In December, DISA migrated the Pentagon and Air Force headquarters and will be transitioning the rest of the Air Force to its email cloud soon. Others, including the Navy and Marine Corps, must migrate by 2015.

The Army estimates it saved $76 million in the first year by moving its email system to DISA's cloud, and expects a total savings of $380 million over five years. "It allows organizations to move capabilities to a shared-service provider and reallocate their internal resources to their mission," says John Hale, DISA's chief of enterprise applications.

The solution is cost-effective, in part because of the standardized way DISA deployed the email system, which it calls Department of Defense Enterprise Email. It's a private cloud, built with commercial, commodity-based equipment, Hale says.

DISA uses a preconfigured set of servers, storage hardware, databases and load balancers that fit in two or three racks and provide email services for 125,000 users. The agency refers to these preconfigured systems as "pods" and has installed 14 worldwide for unclassified email and nine for classified email.


Getting started in sharing private-cloud services isn't always easy, DISA's John Hale says, but the rewards are worth it.
Photo by Brad Howell

For its part, DISA doesn't own the equipment but relies on third-partycontractors who are responsible for servers, storage and the networking equipment. DISA, however, configures and manages the email system, Hale says.

"We don't deploy individual servers and storage. If we reach a point where we need to support more users and add more capacity, we will drop in another pod," Hale says. "Our cookie-cutter approach allows us to keep costs down. Every pod looks the same as every other pod."

Standardization makes it easy for administrators to manage the email system. DISA employs only 15 email administrators per eight-hour shift, Hale says.
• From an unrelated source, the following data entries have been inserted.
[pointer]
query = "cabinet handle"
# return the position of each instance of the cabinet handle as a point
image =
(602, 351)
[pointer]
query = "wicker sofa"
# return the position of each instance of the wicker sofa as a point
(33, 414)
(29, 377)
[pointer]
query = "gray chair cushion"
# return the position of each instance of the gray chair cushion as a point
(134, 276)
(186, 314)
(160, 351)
DISA and its military customers sign SLAs, which detail the services DISA will provide and the metrics it is obligated to meet, such as 99.9 percent availability and no email outage that lasts longer than seven minutes, Hale says. "Since going live, we've maintained 99.997 percent uptime. We've been exceeding expectations from day one," he says.
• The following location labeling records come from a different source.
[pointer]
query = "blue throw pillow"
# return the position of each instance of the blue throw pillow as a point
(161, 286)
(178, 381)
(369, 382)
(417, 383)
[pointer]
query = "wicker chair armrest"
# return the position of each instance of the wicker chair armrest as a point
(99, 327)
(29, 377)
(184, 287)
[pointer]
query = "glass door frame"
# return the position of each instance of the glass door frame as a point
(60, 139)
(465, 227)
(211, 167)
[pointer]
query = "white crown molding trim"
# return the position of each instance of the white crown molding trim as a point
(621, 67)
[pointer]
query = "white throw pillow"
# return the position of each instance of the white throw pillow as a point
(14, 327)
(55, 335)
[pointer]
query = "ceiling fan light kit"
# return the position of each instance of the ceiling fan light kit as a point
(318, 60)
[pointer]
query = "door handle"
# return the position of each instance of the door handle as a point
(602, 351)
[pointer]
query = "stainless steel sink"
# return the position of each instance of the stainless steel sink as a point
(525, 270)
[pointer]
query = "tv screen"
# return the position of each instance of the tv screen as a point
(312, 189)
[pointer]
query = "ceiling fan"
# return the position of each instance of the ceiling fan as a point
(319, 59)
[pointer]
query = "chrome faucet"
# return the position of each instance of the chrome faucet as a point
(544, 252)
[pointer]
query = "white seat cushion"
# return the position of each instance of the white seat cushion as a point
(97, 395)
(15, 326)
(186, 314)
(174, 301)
DISA has been approached by non-DOD agencies about using its cloud email service, but no decisions have been made. That said, DISA has shared with agencies how it built its email cloud so they can duplicate its efforts, Hale says.

Central Credentials

The U.S. Postal Service (USPS) will soon pilot a cloud-based federal identity management system. Called the Federal Cloud Credential Exchange (FCCX), the system would create one central ID management system that agencies could use to authenticate users from trusted third-party credential providers. Citizens benefit because they can access online services from multiple agencies, without multiple usernames and passwords. Agencies benefit because they don't have to build their own separate ID management systems, which saves money.

"It was daunting for individual agencies to handle, so we came up with the idea of creating a shared service — or broker — to do this," says Naomi Lefkovitz, a NIST senior privacy policy adviser, who helped lead the FCCX effort.

The USPS will serve as the broker, sitting between different credential providers and federal agencies. "In essence, what the broker does is pretty much what a mail carrier does," Lefkovitz says. "They transfer a message from the credential service provider to the agency that these people are who they say they are."

One of the advantages of creating FCCX as a shared cloud service is scalability, Lefkovitz says. "If there's a surge in demand, such as tax time for the IRS, you can expand and contract resources as needed."

The pilot, which will run for a year, will engage a small population of citizens and include three to six agencies, including the Veterans Affairs Department. The pilot will not only serve to test system security, but will also gauge whether citizens and agencies find it useful, Lefkovitz says.

Chances are, they will. DISA's Hale says that overall, sharing private-cloud services is a good solution for the federal government.

"For agencies, the hardest part is taking the first step. They are giving up control to get better functionality and cost-effectiveness," he says. "But once organizations go down that road, the benefits they garner are huge."